I pulled data from Zillow for the houses in Boseman, Montana. (My sister is looking at possibly moving there)
necessaryPackages <- c("rvest", "tidyverse")
new.packages <- necessaryPackages[
!(necessaryPackages %in% installed.packages()[,"Package"])]
if(length(new.packages)) install.packages(new.packages)
lapply(necessaryPackages, require, character.only = TRUE)
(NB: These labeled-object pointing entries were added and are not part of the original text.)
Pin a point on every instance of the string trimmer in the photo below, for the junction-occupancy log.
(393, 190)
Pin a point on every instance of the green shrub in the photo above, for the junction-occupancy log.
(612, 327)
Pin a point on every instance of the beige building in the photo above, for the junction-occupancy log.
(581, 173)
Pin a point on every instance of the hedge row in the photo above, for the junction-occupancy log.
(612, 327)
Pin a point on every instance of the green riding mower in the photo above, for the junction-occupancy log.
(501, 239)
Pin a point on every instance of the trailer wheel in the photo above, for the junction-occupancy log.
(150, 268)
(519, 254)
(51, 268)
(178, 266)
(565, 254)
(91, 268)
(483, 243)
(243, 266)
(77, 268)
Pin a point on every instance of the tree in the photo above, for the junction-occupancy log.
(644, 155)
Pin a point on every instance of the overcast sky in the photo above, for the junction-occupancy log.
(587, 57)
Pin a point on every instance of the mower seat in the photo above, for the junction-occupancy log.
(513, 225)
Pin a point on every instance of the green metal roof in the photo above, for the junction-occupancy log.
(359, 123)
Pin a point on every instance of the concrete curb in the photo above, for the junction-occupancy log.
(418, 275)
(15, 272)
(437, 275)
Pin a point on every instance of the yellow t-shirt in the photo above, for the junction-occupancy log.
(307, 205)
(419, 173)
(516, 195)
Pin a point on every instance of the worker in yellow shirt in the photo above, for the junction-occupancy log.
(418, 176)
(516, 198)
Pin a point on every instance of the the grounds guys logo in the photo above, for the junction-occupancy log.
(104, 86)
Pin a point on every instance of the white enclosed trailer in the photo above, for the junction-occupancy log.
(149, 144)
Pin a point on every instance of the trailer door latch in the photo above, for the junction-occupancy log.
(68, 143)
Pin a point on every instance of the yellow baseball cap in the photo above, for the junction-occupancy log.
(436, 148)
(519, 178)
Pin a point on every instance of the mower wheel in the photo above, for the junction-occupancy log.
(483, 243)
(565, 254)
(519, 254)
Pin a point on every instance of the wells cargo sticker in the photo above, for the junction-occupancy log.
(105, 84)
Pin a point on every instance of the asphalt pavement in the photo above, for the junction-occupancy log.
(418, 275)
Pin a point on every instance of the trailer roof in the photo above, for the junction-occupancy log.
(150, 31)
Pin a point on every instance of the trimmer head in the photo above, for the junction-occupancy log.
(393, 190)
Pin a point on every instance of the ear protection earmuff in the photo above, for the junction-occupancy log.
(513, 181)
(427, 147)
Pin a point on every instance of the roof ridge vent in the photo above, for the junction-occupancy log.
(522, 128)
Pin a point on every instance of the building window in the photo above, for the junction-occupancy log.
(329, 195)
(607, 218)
## Loading required package: rvest
## Warning: package 'rvest' was built under R version 3.6.3
## Loading required package: xml2
## Loading required package: tidyverse
## Warning: package 'tidyverse' was built under R version 3.6.3
## -- Attaching packages --------------------------------------------------- tidyverse 1.3.0 --
## v ggplot2 3.2.1 v purrr 0.3.3
## v tibble 2.1.3 v dplyr 0.8.3
## v tidyr 1.0.2 v stringr 1.4.0
## v readr 1.3.1 v forcats 0.4.0
## -- Conflicts ------------------------------------------------------ tidyverse_conflicts() --
## x dplyr::filter() masks stats::filter()
## x readr::guess_encoding() masks rvest::guess_encoding()
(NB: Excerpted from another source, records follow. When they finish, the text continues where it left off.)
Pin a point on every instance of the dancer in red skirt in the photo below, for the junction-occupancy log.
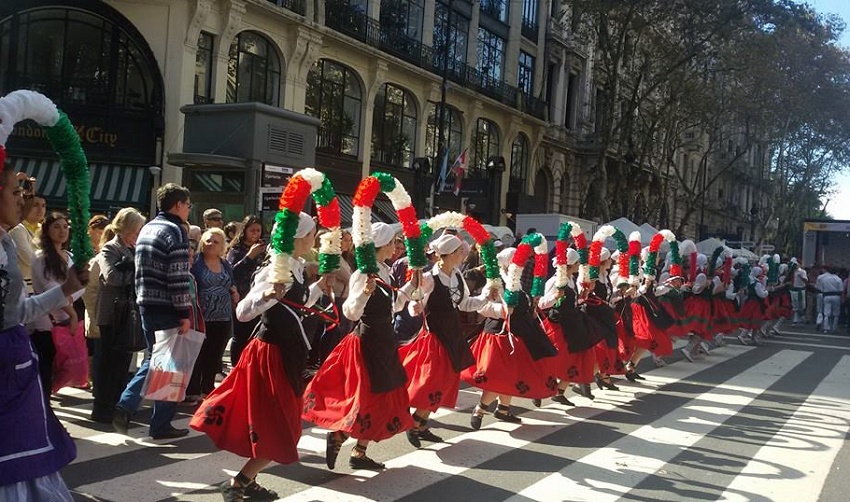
(359, 391)
(434, 359)
(510, 357)
(256, 411)
(567, 327)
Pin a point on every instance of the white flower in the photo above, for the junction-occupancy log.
(281, 271)
(575, 229)
(21, 105)
(331, 242)
(399, 196)
(361, 225)
(315, 178)
(446, 220)
(668, 235)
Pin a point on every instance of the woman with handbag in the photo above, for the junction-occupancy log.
(113, 312)
(49, 269)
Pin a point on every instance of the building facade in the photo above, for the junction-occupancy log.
(371, 71)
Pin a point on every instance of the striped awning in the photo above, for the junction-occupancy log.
(112, 185)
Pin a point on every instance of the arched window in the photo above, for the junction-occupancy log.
(519, 164)
(564, 201)
(454, 128)
(486, 146)
(334, 96)
(394, 126)
(253, 70)
(78, 57)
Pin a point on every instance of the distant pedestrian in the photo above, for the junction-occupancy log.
(162, 293)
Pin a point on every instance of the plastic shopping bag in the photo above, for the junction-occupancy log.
(71, 364)
(172, 360)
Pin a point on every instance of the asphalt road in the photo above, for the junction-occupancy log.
(744, 424)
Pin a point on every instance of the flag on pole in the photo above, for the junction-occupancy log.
(459, 170)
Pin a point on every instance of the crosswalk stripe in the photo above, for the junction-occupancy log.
(610, 472)
(439, 462)
(815, 434)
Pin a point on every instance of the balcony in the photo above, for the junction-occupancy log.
(361, 27)
(296, 6)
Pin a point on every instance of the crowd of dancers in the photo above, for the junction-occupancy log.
(554, 317)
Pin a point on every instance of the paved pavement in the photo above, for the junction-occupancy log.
(744, 424)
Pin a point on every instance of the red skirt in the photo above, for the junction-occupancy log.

## x dplyr::lag() masks stats::lag()
## x purrr::pluck() masks rvest::pluck()
## [[1]]
## [1] TRUE
##
## [[2]]
## [1] TRUE
library(dplyr)
#making the links
links <-c()
#split via the 'current page' number
beg <- "https://www.zillow.com/bozeman-mt/houses/?searchQueryState={%22pagination%22:{%22currentPage%22:"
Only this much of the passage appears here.